Israel Celebrates 'Family Day' – Sort Of
Sunday is the 30th of Shvat, the Hebrew date on which Israel celebrated Mothers' Day, which has been abolished under feminist pressure and renamed Family Day. Feminists see Mothers' Day as imparting the wrong kind of message to women, by encouraging them to value motherhood over careerism and other forms of personal fulfillment.
Mothers' Day was first marked in Israel in 1947 at the initiative of the Ezra organization for assisting women in childbirth, which was headed by Rebbetzin Sarah Herzog, wife of then Chief Rabbi Isaac Herzog and founder of World Emunah. The date chosen for it was the date on which Zionist leader Henrietta Szold passed away. Szold had no children of her own but was active in bringing children from the Diaspora to the Land of Israel and was known as "the mother of the Children's Aliyah."
In the 1980s, feminists decided to rename the day Family Day. Arguably, the day has lost much of its emotional content under its new heading.

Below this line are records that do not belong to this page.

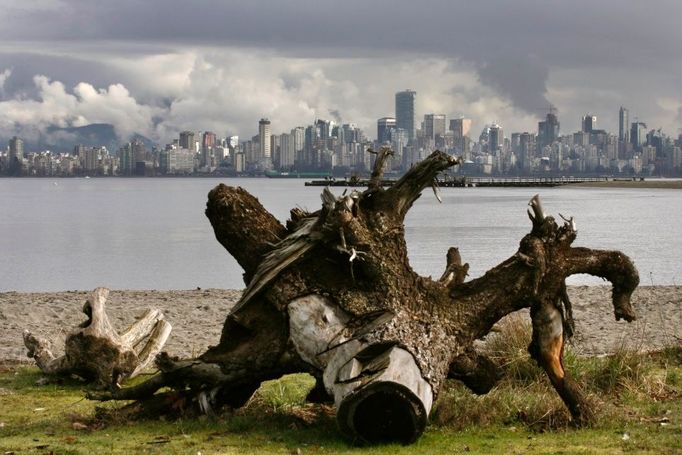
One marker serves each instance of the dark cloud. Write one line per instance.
(519, 49)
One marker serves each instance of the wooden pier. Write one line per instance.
(464, 182)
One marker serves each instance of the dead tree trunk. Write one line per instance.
(95, 351)
(336, 296)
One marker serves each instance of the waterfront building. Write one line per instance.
(623, 131)
(264, 134)
(384, 127)
(208, 144)
(16, 155)
(495, 138)
(187, 140)
(548, 130)
(434, 125)
(405, 112)
(589, 123)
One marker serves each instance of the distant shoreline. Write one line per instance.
(643, 184)
(197, 317)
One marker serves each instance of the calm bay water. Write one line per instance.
(68, 234)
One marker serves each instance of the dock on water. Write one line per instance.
(464, 182)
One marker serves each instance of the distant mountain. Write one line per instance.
(65, 139)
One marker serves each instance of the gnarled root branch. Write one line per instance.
(97, 352)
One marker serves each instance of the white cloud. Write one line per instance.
(56, 106)
(3, 77)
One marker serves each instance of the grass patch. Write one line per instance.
(639, 399)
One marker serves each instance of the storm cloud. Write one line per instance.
(222, 65)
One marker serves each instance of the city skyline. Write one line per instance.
(65, 63)
(327, 148)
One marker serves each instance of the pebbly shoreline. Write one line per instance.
(197, 317)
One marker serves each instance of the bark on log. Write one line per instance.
(336, 297)
(96, 352)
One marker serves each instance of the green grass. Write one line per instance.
(638, 399)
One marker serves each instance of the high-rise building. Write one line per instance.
(495, 138)
(405, 112)
(589, 123)
(637, 134)
(548, 130)
(384, 127)
(526, 151)
(434, 125)
(208, 144)
(460, 127)
(623, 131)
(264, 134)
(187, 141)
(16, 155)
(298, 141)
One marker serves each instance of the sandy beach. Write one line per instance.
(197, 317)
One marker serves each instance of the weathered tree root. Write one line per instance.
(95, 351)
(333, 294)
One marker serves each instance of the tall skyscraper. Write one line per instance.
(460, 127)
(548, 130)
(495, 138)
(384, 127)
(638, 133)
(208, 144)
(16, 155)
(187, 141)
(589, 123)
(623, 131)
(434, 125)
(264, 134)
(405, 112)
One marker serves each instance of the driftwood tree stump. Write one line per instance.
(96, 352)
(332, 293)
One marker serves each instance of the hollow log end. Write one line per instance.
(381, 413)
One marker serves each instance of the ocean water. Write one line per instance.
(67, 234)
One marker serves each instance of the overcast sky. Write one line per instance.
(157, 67)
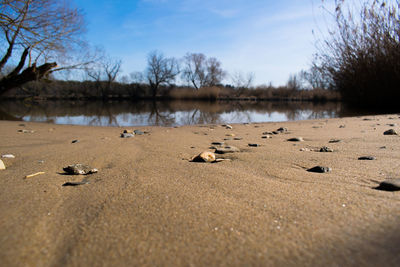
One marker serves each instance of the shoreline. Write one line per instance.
(149, 205)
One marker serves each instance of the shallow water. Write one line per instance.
(168, 113)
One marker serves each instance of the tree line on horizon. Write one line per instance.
(359, 57)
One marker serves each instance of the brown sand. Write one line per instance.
(149, 206)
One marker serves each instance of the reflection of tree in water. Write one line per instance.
(162, 113)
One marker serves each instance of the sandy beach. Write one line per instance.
(148, 205)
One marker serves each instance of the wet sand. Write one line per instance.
(150, 206)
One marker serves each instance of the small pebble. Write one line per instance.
(254, 145)
(367, 158)
(138, 132)
(26, 131)
(319, 169)
(227, 149)
(205, 156)
(76, 169)
(390, 132)
(389, 185)
(127, 135)
(325, 149)
(296, 139)
(267, 133)
(8, 156)
(217, 143)
(2, 166)
(74, 183)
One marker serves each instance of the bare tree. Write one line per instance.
(361, 57)
(200, 71)
(104, 73)
(39, 31)
(160, 71)
(242, 81)
(294, 82)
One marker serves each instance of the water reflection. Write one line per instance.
(165, 113)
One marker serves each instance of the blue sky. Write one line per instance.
(272, 39)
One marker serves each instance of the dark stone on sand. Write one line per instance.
(227, 149)
(74, 183)
(296, 139)
(217, 143)
(367, 158)
(254, 145)
(325, 149)
(389, 185)
(267, 133)
(127, 135)
(319, 169)
(390, 132)
(76, 169)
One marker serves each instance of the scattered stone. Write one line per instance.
(8, 156)
(390, 132)
(217, 143)
(127, 135)
(205, 156)
(26, 131)
(138, 132)
(33, 175)
(254, 145)
(319, 169)
(296, 139)
(75, 183)
(2, 166)
(282, 130)
(367, 158)
(219, 160)
(76, 169)
(389, 185)
(325, 149)
(267, 133)
(227, 149)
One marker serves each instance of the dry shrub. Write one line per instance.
(361, 57)
(204, 93)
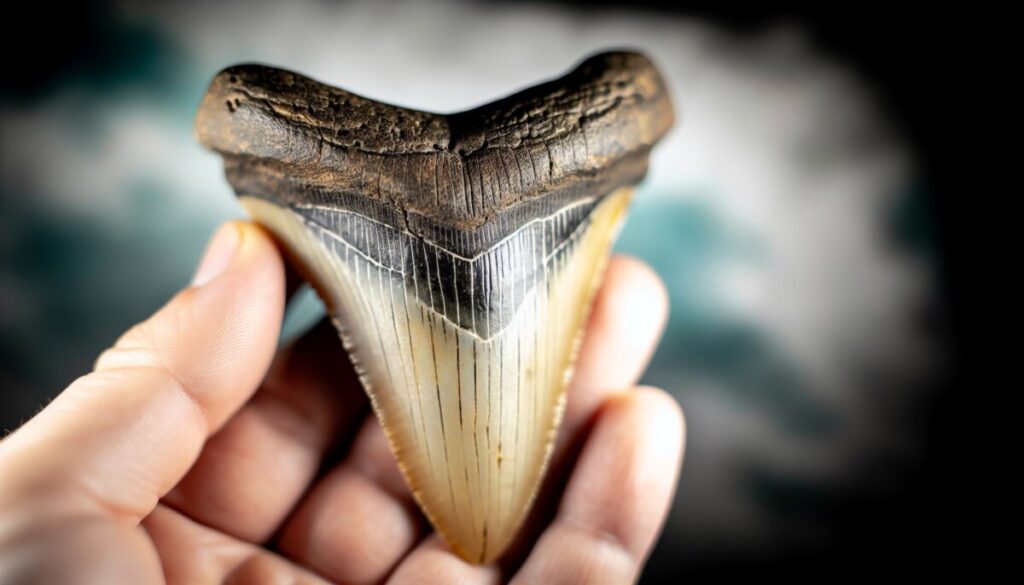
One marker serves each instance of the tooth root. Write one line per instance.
(466, 361)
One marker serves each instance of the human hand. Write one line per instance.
(194, 454)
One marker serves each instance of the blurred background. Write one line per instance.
(792, 212)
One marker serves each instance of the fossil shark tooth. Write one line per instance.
(458, 255)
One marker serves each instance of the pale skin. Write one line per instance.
(195, 453)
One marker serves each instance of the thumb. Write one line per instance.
(117, 440)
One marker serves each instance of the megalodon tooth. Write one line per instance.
(458, 255)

Two other days related to women are now marked in Israel. The first is International Women's Day, on March 8, which was originally adopted by communists in 1911 and became a Soviet holiday under Lenin. The day imparted anti-family messages to women and encouraged them to leave their traditional lifestyles and work outside the home. In later decades, faced with a huge population of homeless children, the Soviets under Stalin gradually adopted a more pro-family policy. The anti-family propaganda on International Women's Day was toned down accordingly and it became a day on which husbands give their wives flowers.
Israel's women's organizations tale advantage of the day to convey messages about violence against women, wage gaps etc, with some more radical feminist groups, heavily financed and influenced by the New Israel Fund, taking those messages to extremes.
Another day that has been introduced into Israel's public sphere is the International Day for Elimination of Violence against Women, set at November 25 by the United Nations in a 1999 resolution. Although violence against women is a real issue, the radical groups convey similarly militant views that are perceived by many as anti-male.
In the U.S., too, there has been feminist pressure to transform the romantic Valentine's Day into the militant V-Day. The main figure behind this initiative is playwright Eve Ensler, and according to its organizers, the "V" in V-Day stands for the word "violence."